Sue touched my arm then.

"Isn't there some way I can thank you? I'm not working tomorrow. Can I buy you lunch...nothing fancy, just a burger or something like that? Do you have a car? If you don't I can pick you up."

If she hadn't seemed so insistent, I'd have said I couldn't, but the way she stroked up my arm made me say I'd meet her at the Commissary at noon.

It was twelve on the nose when I saw the light blue Chevy Malibu drive into the Commissary parking lot. Sue drove up to the main entrance where I told her I'd be standing, and smiled and waved when she saw me. I walked out, opened the passenger door, and got inside.

"So, where's your favorite burger place", she asked.

There was a McDonald's not far from the gate, and when I suggested it, Sue started driving.

She didn't say much on the way, just that she liked the shirt I was wearing. I wasn't expecting her to talk much. We barely knew each other and this was just her way of telling me thanks for keeping her out of trouble. I figured this would be it. If I saw her at the PX, I'd probably say hi, but nothing else.

Once we had our food and were sitting at a table, Sue did start to talk, or rather, she asked me a lot of questions like what I did in the Army, was I going to stay in, and if I didn't what was I going to do when I got out. She didn't say anything when I told her I was a clerk. When I said I was getting out in about five more months, she frowned.

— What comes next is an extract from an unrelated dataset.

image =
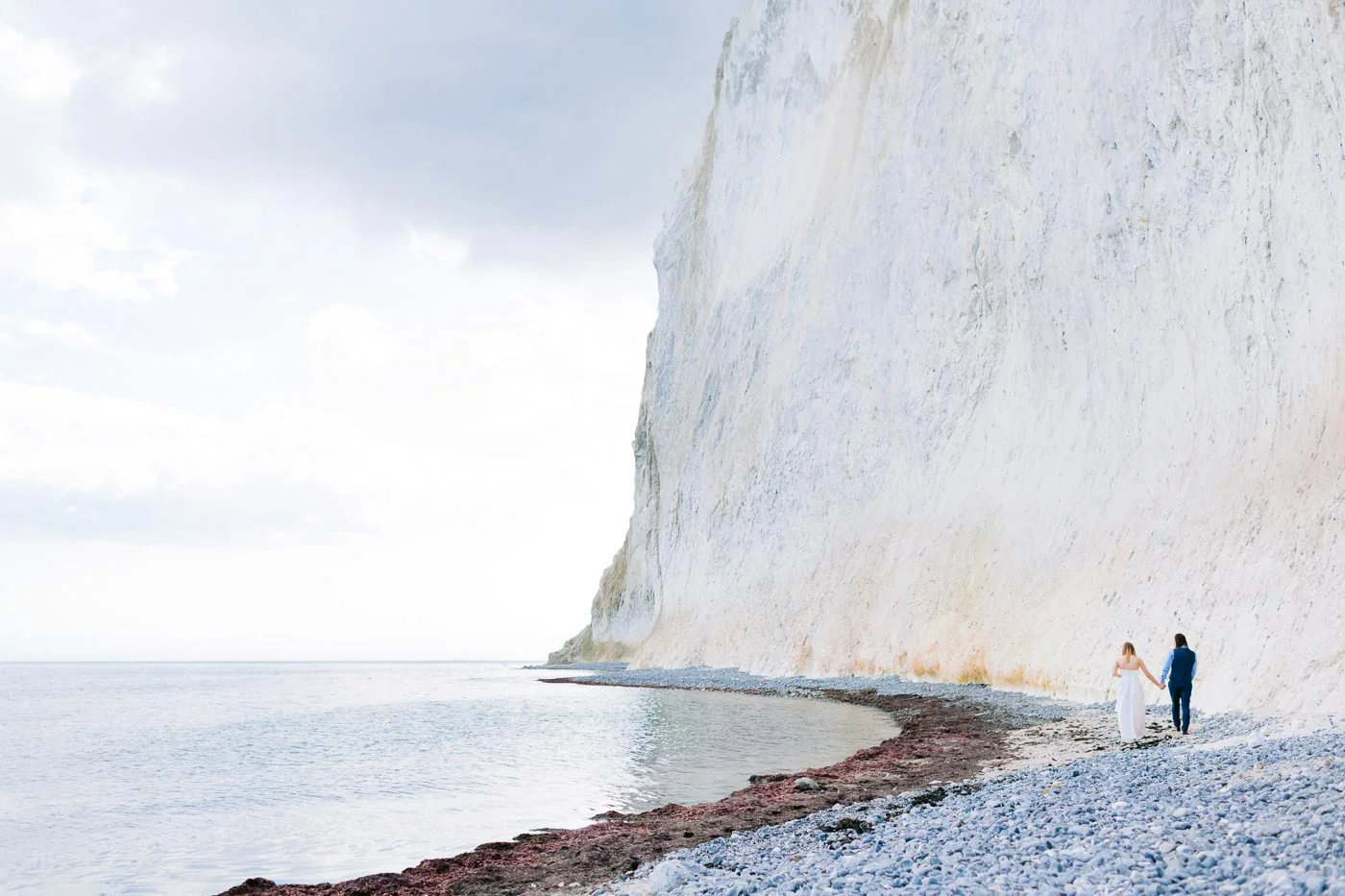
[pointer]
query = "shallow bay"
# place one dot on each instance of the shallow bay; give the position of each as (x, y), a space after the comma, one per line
(179, 778)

"I think that was what my ex-boyfriend should have done. He'd have been out in another three months, but he re-enlisted for four more years. I knew what was coming because I'm an Army brat, but I thought I could manage. Now that we're done with each other, I'm thinking maybe it wasn't a good idea.

I chuckled.

"The Army isn't bad if you don't like making your own decisions. I'm getting out because I do. The other reason I'm getting out is I need a place I can call mine, a place where I can come home to every night. In the Army, I could do that for only a year or two. Then, I'd be off to someplace else for another year or two."

Sue took a sip of her milkshake, and then smiled.

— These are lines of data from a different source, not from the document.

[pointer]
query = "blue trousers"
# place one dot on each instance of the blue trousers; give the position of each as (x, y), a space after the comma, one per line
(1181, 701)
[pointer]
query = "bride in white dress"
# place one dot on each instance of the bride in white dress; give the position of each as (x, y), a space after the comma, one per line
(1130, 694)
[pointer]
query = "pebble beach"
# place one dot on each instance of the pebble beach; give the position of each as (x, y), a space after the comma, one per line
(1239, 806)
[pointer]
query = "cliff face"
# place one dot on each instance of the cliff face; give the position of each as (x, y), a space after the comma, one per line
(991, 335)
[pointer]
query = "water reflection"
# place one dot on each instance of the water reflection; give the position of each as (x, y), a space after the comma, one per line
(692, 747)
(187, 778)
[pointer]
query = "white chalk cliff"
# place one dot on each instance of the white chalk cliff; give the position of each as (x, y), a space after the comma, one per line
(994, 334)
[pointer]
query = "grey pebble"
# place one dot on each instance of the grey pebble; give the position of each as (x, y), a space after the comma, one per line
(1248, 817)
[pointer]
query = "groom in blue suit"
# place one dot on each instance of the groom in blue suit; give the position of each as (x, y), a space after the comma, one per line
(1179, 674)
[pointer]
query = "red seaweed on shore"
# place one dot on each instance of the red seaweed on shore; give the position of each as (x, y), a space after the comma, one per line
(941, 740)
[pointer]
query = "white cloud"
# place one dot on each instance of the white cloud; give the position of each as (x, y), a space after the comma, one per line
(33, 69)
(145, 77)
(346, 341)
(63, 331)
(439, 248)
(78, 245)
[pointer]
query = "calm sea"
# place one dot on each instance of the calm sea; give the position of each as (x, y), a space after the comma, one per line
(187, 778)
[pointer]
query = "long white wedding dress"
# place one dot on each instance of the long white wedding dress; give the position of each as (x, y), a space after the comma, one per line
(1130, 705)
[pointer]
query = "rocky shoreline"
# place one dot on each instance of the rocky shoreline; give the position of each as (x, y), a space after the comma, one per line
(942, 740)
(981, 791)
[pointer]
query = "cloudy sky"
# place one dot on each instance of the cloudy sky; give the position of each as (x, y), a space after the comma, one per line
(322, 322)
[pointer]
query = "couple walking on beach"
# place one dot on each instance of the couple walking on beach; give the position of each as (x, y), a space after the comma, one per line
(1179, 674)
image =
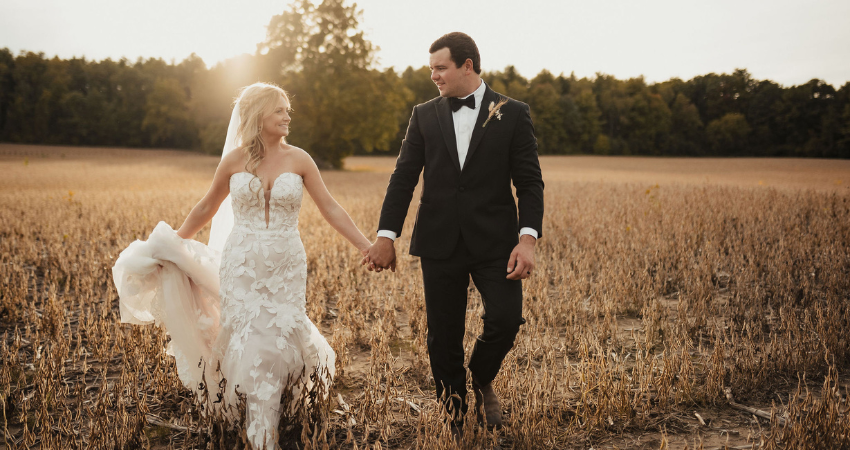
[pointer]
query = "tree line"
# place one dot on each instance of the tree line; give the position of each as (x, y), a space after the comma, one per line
(344, 105)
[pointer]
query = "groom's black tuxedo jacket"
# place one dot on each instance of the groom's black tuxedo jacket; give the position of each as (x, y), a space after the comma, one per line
(475, 202)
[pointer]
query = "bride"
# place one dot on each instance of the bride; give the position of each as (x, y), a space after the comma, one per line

"So, what will you do when you get out?"

"Well, I went to school for four years to be a mechanical engineer. I figure I'm getting a late start, but that's what I'll be doing."

She asked me where, and I smiled.

"Probably Tennessee. There are a few companies starting up plants there. If not there, probably somewhere reasonably close. I still have family there."

Sue said she wished she still had family left and that made me curious.

"You don't have anybody?"

She shook her head.

"No. My dad was a master sergeant in the Army. This was his last duty station in the US. He went to Vietnam three years ago, and was killed when his artillery unit was overrun.

I said I was sorry, and Sue smiled.

"Thank you, but he and I weren't really close. He was gone somewhere all the time. If he wasn't overseas he was doing war games or going to school. I have all sorts of souvenirs he sent me from places I've never been, but that's about all I have to remember him by. I know I should miss him, but it's hard to miss someone who was never around."